Впрочем, отправь он Антонину на постой в любой дом города, всё одно – молва бы их свела. Он ей начальник и не позаботиться о ней и не взять на себя ответственность в любом случае не смог бы, а горожанам бы этого хватило.

– Если тебе так неприятно, можно попробовать что-нибудь придумать, – предложил неуверенно.

– Мне неприятно, что чужим людям есть дело до того, кто мы друг другу, – возразила она. – И досадно, что ничто этого мнения не изменит. Есть чувство неизбежности, а оттого хочется совершить какую-то глупость просто назло всем, чтобы сказать: вы не правы. Но это ребячество. И уж тем более тут нет твоей вины, заткнуть болтливые рты никаким шаманам не под силу. Даже самому Умкы.

В усталом голосе послышалась улыбка, и Сидор улыбнулся в ответ.

– Потерпи немного, скоро уже дома будем.

Березин лукавил и сам понимал это. Он не знал, насколько далеко от Ново-Мариинска стояла семья Эрыквына и где именно его поймала весть о поисках Сидора. По здешним меркам, несколько дней пешего пути – ближний свет, и сам бы Сидор легко одолел такую дорогу, но что делать с Антониной? Зимой проще, на нарте без пурги – и впрямь нетрудно добраться, а сейчас…

Но расстраивать девушку своими измышлениями он не стал, пусть отдохнёт. И без того ей сегодня досталось и пришлось пережить изрядно тяжёлых минут.

Говоря о собственной благодарности и радости от её присутствия, Сидор утаил часть правды. Пусть всё разрешилось благополучно, он до сих пор корил себя за то, что поддался на уговоры и взял её с собой. Да, предвидеть не мог, и на подобные опасности с приключениями никто не рассчитывал – что трудного, отыскать в тундре не приученного прятаться домашнего мальчишку! Кто мог ждать, что доведётся сразиться со сворой кэль-эт и познакомиться с одним из самых влиятельных существ здешних мест?

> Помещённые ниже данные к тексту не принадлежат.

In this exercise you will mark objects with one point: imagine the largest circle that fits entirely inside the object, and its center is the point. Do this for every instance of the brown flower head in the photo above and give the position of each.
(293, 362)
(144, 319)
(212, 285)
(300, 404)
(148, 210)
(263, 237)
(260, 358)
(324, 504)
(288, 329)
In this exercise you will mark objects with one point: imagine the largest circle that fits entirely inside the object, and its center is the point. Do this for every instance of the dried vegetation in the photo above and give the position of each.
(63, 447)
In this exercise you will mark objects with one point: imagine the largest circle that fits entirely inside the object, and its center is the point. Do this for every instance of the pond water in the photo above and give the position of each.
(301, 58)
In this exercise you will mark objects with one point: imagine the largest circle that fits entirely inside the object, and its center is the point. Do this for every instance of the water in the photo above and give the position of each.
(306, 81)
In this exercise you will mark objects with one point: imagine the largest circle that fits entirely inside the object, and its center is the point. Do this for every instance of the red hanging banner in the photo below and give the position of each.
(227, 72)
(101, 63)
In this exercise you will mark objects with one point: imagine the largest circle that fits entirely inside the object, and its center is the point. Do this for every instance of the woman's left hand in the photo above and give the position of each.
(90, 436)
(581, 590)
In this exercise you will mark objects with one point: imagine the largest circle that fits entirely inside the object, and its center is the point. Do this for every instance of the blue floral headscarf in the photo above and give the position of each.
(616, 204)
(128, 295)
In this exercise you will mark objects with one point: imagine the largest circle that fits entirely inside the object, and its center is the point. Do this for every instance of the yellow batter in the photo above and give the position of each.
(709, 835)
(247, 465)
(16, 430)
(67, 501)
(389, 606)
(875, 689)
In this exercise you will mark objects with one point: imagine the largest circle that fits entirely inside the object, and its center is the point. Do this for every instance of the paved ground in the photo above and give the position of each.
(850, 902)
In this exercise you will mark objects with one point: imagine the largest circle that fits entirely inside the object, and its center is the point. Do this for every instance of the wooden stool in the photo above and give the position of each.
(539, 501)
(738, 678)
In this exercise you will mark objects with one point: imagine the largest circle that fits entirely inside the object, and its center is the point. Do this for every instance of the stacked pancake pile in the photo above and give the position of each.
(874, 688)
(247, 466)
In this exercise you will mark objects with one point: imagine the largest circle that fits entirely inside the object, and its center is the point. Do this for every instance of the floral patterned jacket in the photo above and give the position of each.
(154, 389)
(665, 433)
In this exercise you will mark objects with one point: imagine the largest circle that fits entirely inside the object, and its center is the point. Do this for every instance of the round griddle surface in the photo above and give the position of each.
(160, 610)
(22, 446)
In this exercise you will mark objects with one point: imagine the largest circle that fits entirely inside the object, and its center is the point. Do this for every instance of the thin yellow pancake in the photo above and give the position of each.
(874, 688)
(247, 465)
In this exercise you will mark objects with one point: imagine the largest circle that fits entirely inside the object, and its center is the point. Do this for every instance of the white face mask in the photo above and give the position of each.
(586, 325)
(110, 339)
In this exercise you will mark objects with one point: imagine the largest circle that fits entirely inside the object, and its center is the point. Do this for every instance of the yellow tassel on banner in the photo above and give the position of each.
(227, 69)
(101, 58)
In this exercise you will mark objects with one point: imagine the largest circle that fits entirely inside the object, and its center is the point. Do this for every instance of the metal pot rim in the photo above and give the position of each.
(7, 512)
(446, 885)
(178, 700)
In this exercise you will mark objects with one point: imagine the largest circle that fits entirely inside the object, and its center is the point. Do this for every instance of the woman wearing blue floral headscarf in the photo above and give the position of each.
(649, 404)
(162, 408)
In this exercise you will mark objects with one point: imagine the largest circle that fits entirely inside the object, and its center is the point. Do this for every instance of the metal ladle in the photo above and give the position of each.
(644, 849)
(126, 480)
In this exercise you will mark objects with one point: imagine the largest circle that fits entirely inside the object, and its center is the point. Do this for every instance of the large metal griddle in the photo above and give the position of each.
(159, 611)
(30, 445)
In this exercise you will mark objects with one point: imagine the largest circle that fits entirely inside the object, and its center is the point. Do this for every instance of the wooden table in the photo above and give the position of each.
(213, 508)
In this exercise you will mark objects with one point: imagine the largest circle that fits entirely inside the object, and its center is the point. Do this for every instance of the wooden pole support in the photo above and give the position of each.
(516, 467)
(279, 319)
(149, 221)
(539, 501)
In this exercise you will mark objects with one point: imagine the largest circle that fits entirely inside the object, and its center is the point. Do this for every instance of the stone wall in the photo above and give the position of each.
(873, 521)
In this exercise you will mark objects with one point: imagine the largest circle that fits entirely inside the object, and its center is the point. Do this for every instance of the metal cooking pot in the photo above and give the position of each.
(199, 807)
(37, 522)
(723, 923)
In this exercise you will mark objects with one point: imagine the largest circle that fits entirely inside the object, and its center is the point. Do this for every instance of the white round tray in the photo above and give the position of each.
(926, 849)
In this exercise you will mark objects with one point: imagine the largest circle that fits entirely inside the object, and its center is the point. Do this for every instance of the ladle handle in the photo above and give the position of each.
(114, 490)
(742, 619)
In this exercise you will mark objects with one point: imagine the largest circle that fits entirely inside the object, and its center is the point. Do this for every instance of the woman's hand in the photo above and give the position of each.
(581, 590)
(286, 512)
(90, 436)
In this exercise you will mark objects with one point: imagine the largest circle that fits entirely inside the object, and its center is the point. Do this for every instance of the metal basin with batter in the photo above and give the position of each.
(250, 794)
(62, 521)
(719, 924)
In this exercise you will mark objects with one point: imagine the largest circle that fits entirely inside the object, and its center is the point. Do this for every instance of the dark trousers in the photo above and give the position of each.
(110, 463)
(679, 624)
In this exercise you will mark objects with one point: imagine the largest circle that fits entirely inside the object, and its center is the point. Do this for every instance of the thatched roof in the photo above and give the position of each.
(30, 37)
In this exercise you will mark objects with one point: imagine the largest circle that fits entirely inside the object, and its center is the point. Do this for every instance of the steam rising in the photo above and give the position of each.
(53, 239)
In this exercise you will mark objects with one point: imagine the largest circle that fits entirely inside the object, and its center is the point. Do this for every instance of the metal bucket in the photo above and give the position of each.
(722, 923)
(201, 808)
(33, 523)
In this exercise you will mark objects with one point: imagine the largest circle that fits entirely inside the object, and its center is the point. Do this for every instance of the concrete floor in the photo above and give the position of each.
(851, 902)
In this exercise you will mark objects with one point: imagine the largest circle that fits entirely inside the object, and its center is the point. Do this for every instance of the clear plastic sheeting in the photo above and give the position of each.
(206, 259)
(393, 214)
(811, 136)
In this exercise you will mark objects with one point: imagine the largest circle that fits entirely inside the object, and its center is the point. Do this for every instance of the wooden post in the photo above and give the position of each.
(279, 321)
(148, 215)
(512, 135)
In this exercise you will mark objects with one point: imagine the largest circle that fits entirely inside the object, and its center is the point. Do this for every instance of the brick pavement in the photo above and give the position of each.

И всё же к счастью, что она настояла. Справился бы он сам, без Антонины, с нападающими? Да, и сейчас это не вызывало сомнений, но большой вопрос – какой ценой? И кем бы после того стал?

Сейчас особенно отчётливо звучали в голове слова Ухонцева, и Сидор только теперь пронзительно точно ощутил всю их остроту. После того как столкнулся с Верховой Верой и узнал её историю, после того, как тихий книжный мальчик Сашка помчался спасаться, гонимый звериным инстинктом, в чуждую ему тундру, а вернее – прочь от человеческого жилья, которое вдруг показалось зверю внутри опасным, угрожающим. Мальчишка умом и звериным чутьём понимал, чего лишится в наказание.

Александру навряд ли грозил слишком суровый приговор, он всё же ещё ребёнок, несмотря на тяжесть совершённого преступления. Его бы не казнили и не отправили бы на каторгу, куда там! Вероятнее всего, выслали бы на другой берег лимана. Но зверя повёл страх, который Сидор начал чуять незадолго до появления духов, когда беглеца почти нагнали. Чуять и – понимать.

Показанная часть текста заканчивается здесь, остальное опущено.